Sterling silver, for example, is only .925% silver. The other percent is made up of other metals which can cause irritation, tarnishing when it comes in contact with air and body fluids. Gold, especially the higher grades like 24karat gold, contains less nickel than sterling silver.
However, the problem with gold and sterling silver is that they are soft. Both metals are susceptible to nicks and dents which can be breeding grounds for bacteria which in turn causes infections and allergic reactions.
Surgical stainless steel (SSS) is perhaps the most popular metal used for body jewelry. The metal is strong and has virtually flawless finish. Plus, allergic reactions are much less for SSS compared to silver and gold. However, SSS still does contain nickel and irritations from the use of the metal as body jewelry is possible especially if the person has a terribly low tolerance of nickel
The next best thing after SSS is Niobium. This metal is a little heavier than SSS but is also a little stronger. What is good about Niobium is that it is non-reactive. Most people are able to wear them as body jewelry with little or no problem at all.

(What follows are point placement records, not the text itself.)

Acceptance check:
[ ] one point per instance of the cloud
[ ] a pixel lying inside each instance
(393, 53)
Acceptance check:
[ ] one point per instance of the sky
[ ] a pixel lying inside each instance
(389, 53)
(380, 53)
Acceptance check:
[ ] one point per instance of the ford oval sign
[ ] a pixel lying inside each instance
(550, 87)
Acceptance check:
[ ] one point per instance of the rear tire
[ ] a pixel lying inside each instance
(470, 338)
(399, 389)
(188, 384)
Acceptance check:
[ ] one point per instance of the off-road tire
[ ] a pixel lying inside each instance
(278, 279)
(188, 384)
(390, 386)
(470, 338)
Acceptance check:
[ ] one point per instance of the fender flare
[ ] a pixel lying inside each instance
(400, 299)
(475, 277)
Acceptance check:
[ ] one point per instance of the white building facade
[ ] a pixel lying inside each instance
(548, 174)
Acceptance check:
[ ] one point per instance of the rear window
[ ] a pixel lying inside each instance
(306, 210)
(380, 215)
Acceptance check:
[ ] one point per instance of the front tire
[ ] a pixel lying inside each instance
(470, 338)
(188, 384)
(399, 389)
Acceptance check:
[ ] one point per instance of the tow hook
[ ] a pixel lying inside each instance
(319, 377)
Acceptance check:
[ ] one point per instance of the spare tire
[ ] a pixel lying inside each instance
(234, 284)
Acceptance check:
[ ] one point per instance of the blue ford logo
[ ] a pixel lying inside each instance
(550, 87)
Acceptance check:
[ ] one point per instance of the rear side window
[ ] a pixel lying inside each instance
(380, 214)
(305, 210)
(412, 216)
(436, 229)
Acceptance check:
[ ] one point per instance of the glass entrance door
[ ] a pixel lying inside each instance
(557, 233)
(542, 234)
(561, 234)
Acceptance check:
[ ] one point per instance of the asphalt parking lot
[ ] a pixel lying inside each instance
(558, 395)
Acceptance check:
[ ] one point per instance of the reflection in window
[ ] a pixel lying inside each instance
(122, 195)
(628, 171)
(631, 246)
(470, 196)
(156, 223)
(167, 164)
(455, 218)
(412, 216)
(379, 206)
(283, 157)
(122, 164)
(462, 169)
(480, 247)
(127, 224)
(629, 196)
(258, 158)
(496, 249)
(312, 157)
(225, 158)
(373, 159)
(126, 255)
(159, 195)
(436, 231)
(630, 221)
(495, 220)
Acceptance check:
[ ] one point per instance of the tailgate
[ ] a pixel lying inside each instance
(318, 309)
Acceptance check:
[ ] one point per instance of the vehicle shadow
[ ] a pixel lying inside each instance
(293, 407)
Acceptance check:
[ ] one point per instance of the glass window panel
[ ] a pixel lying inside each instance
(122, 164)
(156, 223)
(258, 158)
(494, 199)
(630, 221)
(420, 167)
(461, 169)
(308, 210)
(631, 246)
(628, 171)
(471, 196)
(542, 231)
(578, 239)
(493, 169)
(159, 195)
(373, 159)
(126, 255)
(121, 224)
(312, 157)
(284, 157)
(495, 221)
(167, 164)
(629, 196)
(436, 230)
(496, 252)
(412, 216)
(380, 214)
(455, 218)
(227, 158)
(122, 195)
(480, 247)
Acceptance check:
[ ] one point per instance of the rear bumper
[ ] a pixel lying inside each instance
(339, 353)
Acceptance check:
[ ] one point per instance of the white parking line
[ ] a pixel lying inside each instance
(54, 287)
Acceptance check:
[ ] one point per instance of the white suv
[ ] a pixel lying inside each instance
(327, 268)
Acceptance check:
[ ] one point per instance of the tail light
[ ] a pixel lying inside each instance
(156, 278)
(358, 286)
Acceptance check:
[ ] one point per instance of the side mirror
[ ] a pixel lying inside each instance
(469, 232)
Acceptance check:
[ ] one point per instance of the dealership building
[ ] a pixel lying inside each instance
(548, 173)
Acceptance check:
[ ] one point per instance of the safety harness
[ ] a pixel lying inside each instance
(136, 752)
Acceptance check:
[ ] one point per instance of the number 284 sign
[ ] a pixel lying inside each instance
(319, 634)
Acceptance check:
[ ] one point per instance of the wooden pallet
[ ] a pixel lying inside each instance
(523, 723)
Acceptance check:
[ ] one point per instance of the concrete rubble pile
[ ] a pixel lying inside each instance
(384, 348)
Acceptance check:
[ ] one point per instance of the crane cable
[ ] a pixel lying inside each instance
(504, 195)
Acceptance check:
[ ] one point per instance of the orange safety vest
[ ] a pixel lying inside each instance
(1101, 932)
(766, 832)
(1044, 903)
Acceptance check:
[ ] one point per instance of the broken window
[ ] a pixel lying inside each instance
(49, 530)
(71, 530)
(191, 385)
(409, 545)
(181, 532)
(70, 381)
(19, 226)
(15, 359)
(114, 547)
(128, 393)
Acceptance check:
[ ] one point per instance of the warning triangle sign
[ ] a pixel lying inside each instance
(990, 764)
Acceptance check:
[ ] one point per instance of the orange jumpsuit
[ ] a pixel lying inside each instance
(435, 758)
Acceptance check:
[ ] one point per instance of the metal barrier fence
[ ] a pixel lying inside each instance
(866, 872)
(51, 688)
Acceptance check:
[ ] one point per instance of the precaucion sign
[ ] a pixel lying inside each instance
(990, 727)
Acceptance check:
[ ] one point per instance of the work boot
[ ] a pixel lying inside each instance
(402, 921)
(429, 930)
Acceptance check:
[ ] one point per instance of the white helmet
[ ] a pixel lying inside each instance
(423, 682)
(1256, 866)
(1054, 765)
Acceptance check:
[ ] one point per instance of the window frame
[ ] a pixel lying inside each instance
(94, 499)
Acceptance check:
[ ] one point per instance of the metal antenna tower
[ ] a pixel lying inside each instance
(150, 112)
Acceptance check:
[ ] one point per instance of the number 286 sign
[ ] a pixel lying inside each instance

The only problem that would arise is the higher costs of buying the metal. Still, Niobium is cheaper than Titanium and most people will choose Niobium as the middle ground between SSS and Titanium.
Titanium is the hardest and highest grade of metal available which has almost no presence of nickel at all. The metal has less than .05% of Nickel. Scratches and dents will not occur on the surface of the metal because of its strength.